National Rifle Association executive vice president and CEO Wayne LaPierre on Thursday castigated Senate Minority Leader Chuck Schumer (D., N.Y.) for not following through on a promise to compile the mental-health records of individuals to use in background checks.
While addressing the Conservative Political Action Conference in National Harbor, Maryland, LaPierre played a clip of him speaking to Schumer on the CBS program "Face the Nation" in 1993.
"Are you in favor of computerizing the mental-health records of people into a national computer bank?" LaPierre asks Schumer in the clip.
"You bet, you bet I am!" Schumer responds.
"Well, can we join hands on that and go to Capitol Hill right now?" LaPierre asks.
"We can," Schumer says as he shakes LaPierre's hand.
LaPierre then blasted Schumer before the CPAC audience for not following through on his promise 25 years ago.
"Now, here's the real tragedy: Charles Schumer shook my hand to get all of the mental-health records into the system, and then he went back to Capitol Hill and you know what he did? Absolutely nothing," LaPierre said. "How many lives might have be saved if he had just kept his promise?"
LaPierre then predicted that in a year "many of those records may still not be in the system, not if some of these whining-for-television politicians and their media enablers have their way."

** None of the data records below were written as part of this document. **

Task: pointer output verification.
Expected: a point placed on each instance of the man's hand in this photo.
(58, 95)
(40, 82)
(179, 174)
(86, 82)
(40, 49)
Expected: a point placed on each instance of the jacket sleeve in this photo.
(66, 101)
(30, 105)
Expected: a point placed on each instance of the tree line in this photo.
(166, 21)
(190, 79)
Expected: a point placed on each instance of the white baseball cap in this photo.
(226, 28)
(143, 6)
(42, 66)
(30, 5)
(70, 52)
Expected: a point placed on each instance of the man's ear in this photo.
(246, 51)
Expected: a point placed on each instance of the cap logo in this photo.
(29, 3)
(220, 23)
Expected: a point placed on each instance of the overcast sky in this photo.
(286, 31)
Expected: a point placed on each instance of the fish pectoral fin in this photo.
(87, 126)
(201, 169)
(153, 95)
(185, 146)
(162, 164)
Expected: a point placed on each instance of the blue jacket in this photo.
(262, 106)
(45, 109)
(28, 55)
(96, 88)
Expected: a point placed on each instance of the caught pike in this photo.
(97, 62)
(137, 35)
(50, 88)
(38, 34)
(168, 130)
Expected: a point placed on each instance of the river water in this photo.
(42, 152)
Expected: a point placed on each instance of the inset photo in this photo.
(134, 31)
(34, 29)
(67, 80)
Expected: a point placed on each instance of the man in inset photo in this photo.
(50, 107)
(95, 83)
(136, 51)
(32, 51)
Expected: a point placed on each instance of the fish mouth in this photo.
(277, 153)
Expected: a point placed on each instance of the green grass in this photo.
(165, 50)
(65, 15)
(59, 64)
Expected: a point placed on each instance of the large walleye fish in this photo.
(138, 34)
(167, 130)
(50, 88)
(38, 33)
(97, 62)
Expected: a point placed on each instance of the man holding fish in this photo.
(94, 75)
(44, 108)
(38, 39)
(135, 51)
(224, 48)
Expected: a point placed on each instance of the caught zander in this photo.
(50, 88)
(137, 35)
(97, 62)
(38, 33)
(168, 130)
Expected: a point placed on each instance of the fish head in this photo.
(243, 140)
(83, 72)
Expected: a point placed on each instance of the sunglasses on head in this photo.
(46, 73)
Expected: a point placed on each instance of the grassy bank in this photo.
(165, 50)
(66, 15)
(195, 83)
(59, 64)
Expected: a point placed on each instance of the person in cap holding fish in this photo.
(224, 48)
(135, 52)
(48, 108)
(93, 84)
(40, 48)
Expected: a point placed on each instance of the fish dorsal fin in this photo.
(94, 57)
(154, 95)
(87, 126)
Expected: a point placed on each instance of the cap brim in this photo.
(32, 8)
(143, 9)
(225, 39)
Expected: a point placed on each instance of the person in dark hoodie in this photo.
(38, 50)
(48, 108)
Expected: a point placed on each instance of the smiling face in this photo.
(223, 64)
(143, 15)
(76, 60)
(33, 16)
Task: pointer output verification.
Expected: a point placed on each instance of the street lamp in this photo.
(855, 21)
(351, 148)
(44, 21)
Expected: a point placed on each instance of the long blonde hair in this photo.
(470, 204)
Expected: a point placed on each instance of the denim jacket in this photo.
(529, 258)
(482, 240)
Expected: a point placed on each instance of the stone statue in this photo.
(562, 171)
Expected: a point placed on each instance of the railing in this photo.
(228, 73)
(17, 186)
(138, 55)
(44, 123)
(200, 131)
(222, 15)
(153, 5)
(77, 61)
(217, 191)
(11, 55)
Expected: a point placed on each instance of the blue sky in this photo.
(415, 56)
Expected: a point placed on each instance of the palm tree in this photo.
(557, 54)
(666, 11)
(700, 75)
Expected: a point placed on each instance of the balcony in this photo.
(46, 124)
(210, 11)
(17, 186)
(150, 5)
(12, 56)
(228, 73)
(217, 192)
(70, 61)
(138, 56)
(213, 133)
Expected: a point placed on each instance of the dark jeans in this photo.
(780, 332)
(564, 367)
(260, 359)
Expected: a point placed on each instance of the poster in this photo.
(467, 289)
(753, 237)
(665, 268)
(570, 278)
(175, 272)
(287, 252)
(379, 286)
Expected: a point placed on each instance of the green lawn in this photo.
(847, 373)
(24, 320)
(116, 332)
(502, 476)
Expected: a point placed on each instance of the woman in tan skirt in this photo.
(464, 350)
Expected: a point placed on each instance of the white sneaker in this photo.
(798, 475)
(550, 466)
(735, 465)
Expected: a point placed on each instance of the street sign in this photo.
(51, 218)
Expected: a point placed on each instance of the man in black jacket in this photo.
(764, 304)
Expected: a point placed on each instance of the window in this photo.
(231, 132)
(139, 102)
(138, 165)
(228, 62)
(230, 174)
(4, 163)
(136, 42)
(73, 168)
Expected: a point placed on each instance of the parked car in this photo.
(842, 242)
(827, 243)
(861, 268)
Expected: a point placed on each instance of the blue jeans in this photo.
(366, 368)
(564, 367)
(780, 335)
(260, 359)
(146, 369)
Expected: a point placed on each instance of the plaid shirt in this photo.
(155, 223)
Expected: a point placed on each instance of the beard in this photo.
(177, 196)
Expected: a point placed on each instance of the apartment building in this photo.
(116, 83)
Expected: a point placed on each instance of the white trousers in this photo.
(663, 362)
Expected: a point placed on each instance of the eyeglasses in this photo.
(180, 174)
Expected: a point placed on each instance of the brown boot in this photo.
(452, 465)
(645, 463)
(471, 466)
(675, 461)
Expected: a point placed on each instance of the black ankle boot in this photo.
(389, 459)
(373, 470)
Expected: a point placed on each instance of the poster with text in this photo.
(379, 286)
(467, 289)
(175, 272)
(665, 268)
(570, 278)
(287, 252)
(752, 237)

He said that the media and Democratic politicians will instead attack the NRA and push for stricter gun-control legislation.
"And when another monster slips through the cracks, the very cracks that they've enabled in the system, as the records of prohibited persons remain out of the database, it'll happen again," LaPierre added.
The NRA chief's comments came a week after the shooting at a high school in Parkland, Florida, which left 17 people dead. The FBI said days after the shooting that it had received a tip that the suspected shooter, Nikolas Cruz, was armed and wanted to kill people, but failed to act on it.